I really enjoyed the academy, I worked very hard. Then I became afraid about whether it would all work out. At some point I was even thinking about changing my profession. I thought of becoming a production manager, imagining that perhaps acting wasn’t for me, after al.
Her career took off with the film My Roasted Chickens (Moje pieczone kurczaki) by Iwona Siekierzyńska, in which Kulesza played Magda, a young woman going through a marriage crisis. The film, realized as part of the Generation 2000 TV series, brought her awards at the Prowincjonalia Polish Film Festival in Września and at the Young and Cinema Debut Film Festival in Koszalin.

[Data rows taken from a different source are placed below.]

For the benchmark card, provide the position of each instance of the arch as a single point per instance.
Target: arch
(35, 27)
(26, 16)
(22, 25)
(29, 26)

In 2003, she appeared in Seven Stops on the Way to Paradise (Siedem przystanków na drodze do raju), an independent production by Ryszard Maciej Nyczka, with whom she also collaborated on the sets of A Thousand Sighs Park (Park tysiąca westchnień) and Fortune Watches for You in the Forest (Fortuna czyha w lesie). In 2004, she acted in Petrol (Benzyna) by Filip Bajon, and two years later – in Foundation (Fundacja) by the same director. Over her career she has dubbed over 20 animated films, such as Howl's Moving Castle and Snow White by Tarsem Singh. She mostly gained popularity, however, due to her role in the TV series Pensjonat pod Różą (The Rose Guesthouse), in which she acted between 2004-2006, and thanks to some of her other creations in TV.
“I continue to work in theatre, therefore I have an opportunity to practise my acting skills all the time, and that’s extremely important. Actors are just like sportspeople – they should constantly act, seek, and exercise, in order not to be afraid. Upon entering a stage or a film set, one may suddenly become very shy, it can strike as an isolating experience. Privately we tend to be introverted, but performing is an act of courage, it requires one to open up.” – Kulesza told Anna Bielak in an interview for Wirtualna Polska.
After 2011, it was all downhill. First she appeared in the role of the mother of the main character in Jan Komasa’s Suicide Room, playing a successful woman who had a hard time coping with her son’s alienation. After that, she made a truly revelatory appearance in Wojciech Smarzowski’s Rose (Róża). It is a film about a woman from Masuria who lost her husband to war, and a startling story about violence and love born from the ashes. For this role, Kulesza received the Polish Film Award for Best Leading Actress.
A year later, she received the Warsaw Feliks Award for her role in the spectacle Merylin Mongoł, directed by Bogusław Linda for the Ateneum Theatre. This adaptation of Nikolai Kolada’s play featured Kulesza as Ina, an ever-drunken woman, abandoned by her husband. In the 2012 Summer’s Blood (Krew z krwi) TV series, she presented one of the best female creations of contemporary Polish television. The series, directed by Xawery Żuławski, told the story of a woman who, following her husband’s death, has to take over his deals with mafia.